"As Igrejas cristãs poderiam se constituir como espaços
de humanização em um diálogo aberto e amoroso com a humanidade. Para isso, é
importante que os/as pastores/as e ministros/as, não se fechem em defesa de
leis morais, incompreensíveis para a grande maioria da humanidade,
principalmente da juventude" comenta Marcelo Barros, monge beneditino,
escritor e teólogo.brasileiro.
Eis o artigo.
O mundo inteiro ainda vive o trauma do massacre ocorrido em
uma boate gay de Orlando, quando, no dia 12 de junho, um homem matou 49 pessoas
e feriu gravemente outras 53. No mundo inteiro, movimentos sociais e a
sociedade civil têm protestado contra a homofobia, expressa nesse ódio violento
e fanático. No entanto, também no Brasil, quase a cada dia, ocorre um ataque
físico ou alguma manifestação de ódio contra qualquer pessoa que possa parecer
homossexual. Em nosso país, somente em 2015, as estatísticas mostram que 318
pessoas consideradas do grupo LGBT foram assassinadas.
Isso significa que, em um ano, sofremos o correspondente a
quase seis massacres como o de Orlando. E no próprio Congresso Nacional, leis e
medidas legais contra a homofobia não são aprovadas porque, conforme
parlamentares, pentecostais e católicos carismáticos, o homo-erotismo teria
sido condenado pela Bíblia. Por lerem os preceitos bíblicos ao pé da letra e
sem levar em conta o contexto histórico e social da época, querem impor
costumes e critérios culturais do Oriente Médio de 2500 anos ao povo brasileiro
do século XXI. Como se Deus fosse homofóbico e, para ser de Deus, o Brasil
precisasse ser transformado em congregação religiosa, aprisionada a um passado
mítico e culturalmente extinto.
Do outro lado, nessa sociedade em que vivemos, uma
autoridade policial chega a culpar uma jovem de menor idade por ter sido
estuprada violentamente por 33 homens ensandecidos. E há quem diga que mulher
que anda na rua com roupas provocantes está pedindo para ser agredida.

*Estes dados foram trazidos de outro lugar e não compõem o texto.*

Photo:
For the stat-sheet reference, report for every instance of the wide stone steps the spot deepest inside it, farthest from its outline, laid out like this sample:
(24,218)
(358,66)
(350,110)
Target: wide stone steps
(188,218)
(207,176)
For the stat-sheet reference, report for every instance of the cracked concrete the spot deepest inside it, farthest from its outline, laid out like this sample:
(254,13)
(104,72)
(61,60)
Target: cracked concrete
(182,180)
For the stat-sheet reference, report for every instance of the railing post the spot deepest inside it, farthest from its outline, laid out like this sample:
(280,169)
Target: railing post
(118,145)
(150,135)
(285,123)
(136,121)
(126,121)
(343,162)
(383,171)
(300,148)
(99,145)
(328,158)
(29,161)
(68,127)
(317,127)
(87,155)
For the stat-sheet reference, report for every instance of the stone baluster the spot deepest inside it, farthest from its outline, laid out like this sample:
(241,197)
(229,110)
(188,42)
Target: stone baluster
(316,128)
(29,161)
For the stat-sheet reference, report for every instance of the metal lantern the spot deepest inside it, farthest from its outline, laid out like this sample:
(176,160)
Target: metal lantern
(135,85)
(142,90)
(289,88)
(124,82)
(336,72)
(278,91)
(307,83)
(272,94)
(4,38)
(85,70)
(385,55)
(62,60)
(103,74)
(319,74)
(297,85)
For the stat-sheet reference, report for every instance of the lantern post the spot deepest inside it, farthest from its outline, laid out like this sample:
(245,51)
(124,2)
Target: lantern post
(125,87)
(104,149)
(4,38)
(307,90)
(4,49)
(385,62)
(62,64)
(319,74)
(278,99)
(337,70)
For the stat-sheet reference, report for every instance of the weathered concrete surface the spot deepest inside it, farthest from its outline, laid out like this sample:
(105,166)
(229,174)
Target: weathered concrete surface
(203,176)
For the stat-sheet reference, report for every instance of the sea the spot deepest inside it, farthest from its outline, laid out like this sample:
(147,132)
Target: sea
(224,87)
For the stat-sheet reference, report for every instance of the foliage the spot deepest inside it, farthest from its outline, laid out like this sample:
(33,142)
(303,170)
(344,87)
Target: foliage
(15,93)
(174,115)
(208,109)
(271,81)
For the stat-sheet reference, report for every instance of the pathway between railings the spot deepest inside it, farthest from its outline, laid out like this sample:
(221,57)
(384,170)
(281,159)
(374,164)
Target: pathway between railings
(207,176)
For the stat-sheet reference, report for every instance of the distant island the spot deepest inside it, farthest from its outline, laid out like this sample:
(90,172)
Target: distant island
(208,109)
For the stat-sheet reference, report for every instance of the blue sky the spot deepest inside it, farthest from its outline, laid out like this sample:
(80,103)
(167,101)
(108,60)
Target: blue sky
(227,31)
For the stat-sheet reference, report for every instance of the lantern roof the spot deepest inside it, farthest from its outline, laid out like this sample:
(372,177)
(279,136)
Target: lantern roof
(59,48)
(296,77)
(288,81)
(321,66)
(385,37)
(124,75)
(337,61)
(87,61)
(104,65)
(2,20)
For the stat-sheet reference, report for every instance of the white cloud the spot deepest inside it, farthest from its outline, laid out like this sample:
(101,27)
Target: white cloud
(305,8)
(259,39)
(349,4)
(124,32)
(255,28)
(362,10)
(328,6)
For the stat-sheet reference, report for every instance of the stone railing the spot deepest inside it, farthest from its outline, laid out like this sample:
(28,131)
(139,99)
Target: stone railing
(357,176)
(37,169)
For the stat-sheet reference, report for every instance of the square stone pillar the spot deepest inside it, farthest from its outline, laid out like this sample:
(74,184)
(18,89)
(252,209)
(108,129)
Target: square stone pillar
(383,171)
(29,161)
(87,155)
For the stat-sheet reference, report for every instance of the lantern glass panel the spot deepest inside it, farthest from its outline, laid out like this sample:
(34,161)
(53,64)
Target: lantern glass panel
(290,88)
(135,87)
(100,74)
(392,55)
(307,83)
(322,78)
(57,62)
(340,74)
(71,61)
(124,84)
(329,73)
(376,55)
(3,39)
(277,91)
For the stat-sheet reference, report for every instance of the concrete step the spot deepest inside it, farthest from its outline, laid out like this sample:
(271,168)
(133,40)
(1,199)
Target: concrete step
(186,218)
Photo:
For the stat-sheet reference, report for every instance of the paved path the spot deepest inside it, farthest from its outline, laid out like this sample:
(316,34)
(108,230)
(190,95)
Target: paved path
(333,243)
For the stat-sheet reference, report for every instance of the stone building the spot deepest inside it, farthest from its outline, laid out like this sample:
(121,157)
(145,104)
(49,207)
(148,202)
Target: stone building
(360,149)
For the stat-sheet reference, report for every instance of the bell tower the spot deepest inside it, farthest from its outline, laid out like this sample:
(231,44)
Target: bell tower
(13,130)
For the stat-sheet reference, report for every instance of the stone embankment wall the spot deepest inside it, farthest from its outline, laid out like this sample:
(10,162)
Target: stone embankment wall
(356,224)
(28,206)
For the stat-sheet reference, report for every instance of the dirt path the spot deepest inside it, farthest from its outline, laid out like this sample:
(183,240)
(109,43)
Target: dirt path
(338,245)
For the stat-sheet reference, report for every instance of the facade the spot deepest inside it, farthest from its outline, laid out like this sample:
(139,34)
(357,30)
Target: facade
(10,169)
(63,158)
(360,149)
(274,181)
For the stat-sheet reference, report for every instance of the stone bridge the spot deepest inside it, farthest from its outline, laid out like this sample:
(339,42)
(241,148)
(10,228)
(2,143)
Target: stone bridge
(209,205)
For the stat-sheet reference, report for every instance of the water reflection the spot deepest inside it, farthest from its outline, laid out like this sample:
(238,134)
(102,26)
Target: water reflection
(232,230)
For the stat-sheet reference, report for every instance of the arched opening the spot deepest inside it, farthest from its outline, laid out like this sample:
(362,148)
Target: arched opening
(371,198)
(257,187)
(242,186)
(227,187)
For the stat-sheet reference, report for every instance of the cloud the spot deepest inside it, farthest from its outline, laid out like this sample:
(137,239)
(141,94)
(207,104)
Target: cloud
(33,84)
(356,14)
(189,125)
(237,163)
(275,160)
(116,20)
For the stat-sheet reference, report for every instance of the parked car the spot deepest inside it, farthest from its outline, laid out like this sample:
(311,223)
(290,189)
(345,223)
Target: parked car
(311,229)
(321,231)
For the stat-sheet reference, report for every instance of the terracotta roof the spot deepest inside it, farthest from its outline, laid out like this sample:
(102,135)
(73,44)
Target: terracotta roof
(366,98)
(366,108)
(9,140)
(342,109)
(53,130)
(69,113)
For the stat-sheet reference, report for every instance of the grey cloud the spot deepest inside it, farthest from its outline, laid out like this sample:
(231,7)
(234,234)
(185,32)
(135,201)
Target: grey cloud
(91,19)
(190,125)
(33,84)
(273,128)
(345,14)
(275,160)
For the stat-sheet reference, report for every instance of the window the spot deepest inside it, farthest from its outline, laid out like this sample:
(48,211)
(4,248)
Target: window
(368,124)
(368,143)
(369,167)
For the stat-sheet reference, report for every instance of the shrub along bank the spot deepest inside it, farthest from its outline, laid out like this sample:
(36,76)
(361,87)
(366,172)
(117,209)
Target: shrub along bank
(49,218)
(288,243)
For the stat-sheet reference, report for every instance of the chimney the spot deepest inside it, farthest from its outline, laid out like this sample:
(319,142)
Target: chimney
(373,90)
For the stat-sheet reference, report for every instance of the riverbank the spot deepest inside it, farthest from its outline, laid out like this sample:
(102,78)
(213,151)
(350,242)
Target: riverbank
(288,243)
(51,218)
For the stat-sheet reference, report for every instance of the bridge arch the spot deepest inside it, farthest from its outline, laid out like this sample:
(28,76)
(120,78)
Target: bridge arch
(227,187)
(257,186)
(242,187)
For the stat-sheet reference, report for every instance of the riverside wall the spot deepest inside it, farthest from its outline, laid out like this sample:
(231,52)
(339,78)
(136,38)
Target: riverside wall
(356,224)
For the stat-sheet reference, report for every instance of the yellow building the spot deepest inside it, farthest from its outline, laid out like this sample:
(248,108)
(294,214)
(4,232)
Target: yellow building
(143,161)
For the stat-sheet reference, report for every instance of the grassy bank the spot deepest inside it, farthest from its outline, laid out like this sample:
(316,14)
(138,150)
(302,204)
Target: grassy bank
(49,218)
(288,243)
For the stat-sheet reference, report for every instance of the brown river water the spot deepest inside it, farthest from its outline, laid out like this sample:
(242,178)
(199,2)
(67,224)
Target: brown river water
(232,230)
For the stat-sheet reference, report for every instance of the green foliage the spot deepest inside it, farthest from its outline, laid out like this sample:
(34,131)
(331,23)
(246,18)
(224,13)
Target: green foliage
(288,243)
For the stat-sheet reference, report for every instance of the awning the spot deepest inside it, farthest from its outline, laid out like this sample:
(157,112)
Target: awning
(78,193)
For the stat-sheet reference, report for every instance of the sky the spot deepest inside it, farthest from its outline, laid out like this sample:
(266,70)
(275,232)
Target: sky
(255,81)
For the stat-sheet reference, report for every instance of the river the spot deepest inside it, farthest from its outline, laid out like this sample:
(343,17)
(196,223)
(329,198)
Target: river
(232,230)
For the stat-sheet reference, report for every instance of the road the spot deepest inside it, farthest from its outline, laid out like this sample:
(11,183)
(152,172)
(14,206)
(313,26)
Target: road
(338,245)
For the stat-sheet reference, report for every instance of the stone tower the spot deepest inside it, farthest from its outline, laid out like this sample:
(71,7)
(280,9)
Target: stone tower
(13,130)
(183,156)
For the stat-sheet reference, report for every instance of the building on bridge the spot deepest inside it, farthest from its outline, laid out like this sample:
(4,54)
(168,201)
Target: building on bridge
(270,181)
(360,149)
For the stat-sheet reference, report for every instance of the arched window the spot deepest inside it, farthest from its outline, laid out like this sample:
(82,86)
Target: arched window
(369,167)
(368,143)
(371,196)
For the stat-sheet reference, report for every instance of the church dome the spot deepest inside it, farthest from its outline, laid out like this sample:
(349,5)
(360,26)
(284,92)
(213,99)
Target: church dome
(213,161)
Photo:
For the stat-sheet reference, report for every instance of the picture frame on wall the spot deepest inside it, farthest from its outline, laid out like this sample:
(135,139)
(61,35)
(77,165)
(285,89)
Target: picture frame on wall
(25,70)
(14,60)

Infelizmente, esses são apenas sinais de que só pode ser muito doente uma sociedade
na qual o comércio sexual e pornográfico só não rende mais do que o tráfico de
drogas e a venda de armas.
Nessa realidade, as Igrejas cristãs poderiam se constituir
como espaços de humanização em um diálogo aberto e amoroso com a humanidade.

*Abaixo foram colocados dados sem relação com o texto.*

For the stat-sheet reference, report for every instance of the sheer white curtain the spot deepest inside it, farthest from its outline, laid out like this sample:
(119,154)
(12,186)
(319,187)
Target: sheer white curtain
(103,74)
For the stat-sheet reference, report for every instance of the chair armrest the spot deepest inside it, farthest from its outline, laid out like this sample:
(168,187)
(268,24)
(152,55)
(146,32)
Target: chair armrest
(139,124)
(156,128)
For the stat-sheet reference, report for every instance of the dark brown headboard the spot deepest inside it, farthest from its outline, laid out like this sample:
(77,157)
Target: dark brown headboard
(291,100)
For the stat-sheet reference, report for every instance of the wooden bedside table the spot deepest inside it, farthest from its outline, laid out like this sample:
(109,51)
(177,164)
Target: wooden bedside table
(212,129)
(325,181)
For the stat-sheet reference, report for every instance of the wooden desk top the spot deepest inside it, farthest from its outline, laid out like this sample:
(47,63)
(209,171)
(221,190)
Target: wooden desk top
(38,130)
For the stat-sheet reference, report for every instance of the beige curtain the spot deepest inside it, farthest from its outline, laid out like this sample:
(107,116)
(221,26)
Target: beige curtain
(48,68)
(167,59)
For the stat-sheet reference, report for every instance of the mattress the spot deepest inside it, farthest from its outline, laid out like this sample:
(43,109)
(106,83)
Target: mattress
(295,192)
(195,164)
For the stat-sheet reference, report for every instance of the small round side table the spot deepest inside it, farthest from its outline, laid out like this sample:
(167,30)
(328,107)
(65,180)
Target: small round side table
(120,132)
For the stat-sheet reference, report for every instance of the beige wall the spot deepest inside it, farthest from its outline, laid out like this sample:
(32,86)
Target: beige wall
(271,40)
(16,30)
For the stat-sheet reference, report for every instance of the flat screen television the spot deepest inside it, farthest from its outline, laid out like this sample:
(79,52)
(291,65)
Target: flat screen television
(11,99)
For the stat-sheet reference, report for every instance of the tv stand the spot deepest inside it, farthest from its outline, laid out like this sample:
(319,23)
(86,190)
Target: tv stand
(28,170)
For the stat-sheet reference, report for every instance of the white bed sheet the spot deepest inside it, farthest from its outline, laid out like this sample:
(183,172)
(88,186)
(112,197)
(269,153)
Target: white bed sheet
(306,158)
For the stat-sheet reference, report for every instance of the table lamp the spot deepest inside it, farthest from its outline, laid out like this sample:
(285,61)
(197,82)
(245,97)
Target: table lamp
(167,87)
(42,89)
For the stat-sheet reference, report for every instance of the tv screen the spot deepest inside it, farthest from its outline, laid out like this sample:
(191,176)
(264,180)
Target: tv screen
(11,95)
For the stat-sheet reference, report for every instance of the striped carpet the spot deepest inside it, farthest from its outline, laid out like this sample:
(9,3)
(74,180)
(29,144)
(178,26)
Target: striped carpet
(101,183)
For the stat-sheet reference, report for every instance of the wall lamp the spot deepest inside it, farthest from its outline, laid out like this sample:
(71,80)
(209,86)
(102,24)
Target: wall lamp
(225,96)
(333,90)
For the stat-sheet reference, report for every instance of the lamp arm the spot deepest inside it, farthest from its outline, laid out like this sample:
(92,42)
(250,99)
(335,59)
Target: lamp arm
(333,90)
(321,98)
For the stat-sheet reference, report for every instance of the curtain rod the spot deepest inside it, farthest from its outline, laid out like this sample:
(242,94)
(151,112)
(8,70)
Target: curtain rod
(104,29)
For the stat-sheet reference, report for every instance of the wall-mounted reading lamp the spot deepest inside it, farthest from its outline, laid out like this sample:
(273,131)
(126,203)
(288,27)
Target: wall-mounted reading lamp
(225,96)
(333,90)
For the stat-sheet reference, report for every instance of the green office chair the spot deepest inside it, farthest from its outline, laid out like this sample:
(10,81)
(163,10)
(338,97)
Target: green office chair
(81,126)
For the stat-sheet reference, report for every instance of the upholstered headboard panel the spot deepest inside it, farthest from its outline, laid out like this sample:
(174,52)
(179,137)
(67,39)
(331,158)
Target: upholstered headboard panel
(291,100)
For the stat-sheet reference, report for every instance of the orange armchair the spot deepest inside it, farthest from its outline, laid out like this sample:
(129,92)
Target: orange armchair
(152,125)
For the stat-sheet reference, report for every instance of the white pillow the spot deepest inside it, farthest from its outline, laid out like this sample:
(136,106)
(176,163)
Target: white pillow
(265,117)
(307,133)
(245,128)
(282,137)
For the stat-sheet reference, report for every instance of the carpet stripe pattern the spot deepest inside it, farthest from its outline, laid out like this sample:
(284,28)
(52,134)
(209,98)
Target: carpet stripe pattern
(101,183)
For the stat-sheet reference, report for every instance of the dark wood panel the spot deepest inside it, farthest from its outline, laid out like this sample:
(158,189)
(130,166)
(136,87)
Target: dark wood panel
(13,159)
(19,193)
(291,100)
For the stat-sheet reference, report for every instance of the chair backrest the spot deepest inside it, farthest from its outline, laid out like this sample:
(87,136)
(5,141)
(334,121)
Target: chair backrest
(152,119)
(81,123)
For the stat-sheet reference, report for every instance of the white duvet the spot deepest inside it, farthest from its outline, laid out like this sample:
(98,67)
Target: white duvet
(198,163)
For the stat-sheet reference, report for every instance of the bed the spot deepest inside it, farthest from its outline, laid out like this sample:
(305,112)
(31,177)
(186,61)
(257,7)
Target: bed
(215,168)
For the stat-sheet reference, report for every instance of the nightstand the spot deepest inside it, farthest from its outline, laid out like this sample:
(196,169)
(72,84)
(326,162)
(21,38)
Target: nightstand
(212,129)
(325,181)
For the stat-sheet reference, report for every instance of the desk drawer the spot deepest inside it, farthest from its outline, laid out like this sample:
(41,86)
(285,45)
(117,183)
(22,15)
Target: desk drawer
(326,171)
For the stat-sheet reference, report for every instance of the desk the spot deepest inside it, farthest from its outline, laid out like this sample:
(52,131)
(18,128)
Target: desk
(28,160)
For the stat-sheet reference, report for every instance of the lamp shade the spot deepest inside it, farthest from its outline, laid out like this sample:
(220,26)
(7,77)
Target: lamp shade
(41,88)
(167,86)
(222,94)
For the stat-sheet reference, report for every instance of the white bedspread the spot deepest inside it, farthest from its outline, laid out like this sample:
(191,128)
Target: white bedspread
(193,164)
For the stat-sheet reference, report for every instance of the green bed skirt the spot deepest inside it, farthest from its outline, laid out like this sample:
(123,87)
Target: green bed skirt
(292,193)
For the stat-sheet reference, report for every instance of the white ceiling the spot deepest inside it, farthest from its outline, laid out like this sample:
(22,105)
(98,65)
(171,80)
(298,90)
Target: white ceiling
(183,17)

Para isso, é importante que os/as pastores/as e ministros/as, não se fechem em
defesa de leis morais, incompreensíveis para a grande maioria da humanidade,
principalmente da juventude. É importante não projetar em Jesus e nos
evangelhos o moralismo rígido ainda comum nos meios eclesiásticos. Não podemos
dar ao mundo o testemunho de um Deus cruel e desumano que parece mais um tirano
de aldeia antiga do que um Espírito Divino, fonte de Amor, presente e atuante
em todas as formas de amor humano.
Na exortação Amoris Laetitia, (a alegria do amor), o papa
Francisco procura mudar o estilo dos documentos romanos sobre moral e as
diversas realidades da família. O papa dá um belo testemunho de respeito a
todos e de diálogo. Sabe que a maioria dos seus irmãos bispos e de muitos fieis
não aceita mudar substancialmente as leis da Igreja sobre a moral sexual. Por
isso, ele não propõe mudanças no conteúdo da doutrina, mas inicia um novo
estilo de diálogo sobre o assunto. Pede dos ministros profundo respeito às
consciências individuais para o acompanhamento de cada caso, de acordo com as
realidades diversas e cada cultura local.

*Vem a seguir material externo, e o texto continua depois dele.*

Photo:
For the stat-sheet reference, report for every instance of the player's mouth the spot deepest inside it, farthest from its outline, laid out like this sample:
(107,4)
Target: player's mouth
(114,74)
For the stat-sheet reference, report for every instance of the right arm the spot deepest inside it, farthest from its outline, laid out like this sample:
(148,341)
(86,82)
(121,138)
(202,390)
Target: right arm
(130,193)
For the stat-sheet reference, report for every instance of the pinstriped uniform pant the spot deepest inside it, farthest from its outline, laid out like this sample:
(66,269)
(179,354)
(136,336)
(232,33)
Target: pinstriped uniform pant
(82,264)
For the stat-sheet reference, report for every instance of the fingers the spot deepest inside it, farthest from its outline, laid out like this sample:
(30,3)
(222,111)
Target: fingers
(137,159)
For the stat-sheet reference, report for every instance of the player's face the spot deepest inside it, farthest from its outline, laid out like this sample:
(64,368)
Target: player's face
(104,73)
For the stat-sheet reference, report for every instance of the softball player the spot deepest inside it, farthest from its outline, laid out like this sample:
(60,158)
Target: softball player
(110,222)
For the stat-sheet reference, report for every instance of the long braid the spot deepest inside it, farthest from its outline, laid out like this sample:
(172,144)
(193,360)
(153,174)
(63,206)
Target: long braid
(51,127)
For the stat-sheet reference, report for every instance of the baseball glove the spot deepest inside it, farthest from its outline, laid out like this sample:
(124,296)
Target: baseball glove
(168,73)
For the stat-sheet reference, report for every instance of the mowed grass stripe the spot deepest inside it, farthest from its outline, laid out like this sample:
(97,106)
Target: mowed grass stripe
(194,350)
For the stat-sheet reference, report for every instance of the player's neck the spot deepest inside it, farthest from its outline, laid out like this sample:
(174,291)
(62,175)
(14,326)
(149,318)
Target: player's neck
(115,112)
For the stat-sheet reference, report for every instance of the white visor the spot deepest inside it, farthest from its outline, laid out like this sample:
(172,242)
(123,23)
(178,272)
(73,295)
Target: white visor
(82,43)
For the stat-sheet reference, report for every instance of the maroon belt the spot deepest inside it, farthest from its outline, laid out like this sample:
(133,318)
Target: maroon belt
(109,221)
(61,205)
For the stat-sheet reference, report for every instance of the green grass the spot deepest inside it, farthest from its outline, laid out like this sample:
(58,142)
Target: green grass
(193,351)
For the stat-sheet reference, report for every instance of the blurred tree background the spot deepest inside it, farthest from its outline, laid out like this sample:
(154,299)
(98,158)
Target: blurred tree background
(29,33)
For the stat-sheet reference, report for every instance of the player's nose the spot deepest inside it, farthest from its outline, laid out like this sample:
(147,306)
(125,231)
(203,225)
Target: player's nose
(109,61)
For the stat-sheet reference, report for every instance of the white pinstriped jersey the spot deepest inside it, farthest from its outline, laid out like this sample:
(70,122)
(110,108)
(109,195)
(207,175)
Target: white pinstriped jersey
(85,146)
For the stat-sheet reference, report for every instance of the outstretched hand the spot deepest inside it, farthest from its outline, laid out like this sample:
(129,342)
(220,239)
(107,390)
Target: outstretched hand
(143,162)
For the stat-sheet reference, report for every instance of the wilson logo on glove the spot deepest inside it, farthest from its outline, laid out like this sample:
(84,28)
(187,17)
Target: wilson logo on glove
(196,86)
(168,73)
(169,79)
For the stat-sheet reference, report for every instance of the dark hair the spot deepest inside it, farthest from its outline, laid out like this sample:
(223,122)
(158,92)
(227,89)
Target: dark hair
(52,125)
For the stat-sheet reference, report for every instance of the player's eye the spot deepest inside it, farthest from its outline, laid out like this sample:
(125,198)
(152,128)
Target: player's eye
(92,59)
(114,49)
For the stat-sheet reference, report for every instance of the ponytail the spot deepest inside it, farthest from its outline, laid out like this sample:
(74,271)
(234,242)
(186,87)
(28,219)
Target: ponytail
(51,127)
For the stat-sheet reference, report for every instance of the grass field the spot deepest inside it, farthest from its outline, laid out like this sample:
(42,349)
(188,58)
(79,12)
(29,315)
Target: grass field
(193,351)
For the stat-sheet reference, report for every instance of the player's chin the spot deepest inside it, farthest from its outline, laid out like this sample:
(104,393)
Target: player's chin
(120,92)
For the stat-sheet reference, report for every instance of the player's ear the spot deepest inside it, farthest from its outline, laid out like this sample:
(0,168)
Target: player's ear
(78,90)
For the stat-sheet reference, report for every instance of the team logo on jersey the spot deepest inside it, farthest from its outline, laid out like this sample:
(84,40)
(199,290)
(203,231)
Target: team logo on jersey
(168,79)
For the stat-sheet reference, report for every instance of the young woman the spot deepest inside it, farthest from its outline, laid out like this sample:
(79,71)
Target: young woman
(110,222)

De fato, a vida afetiva e sexual é assunto delicado porque
toca no mais profundo da pessoa. A afetividade e o sexo nos conduzem ao
mistério mais íntimo, à identidade de cada ser humano. Ninguém faz essa
“viagem”, sem alguma parcela de insegurança e mesmo de sofrimento. E no
processo de construção interior do nosso ser mais profundo e do nosso projeto
de vida, a sexualidade deve, de alguma forma, ser integrada, senão ela pode ser
fator de desagregação pessoal e de sofrimentos.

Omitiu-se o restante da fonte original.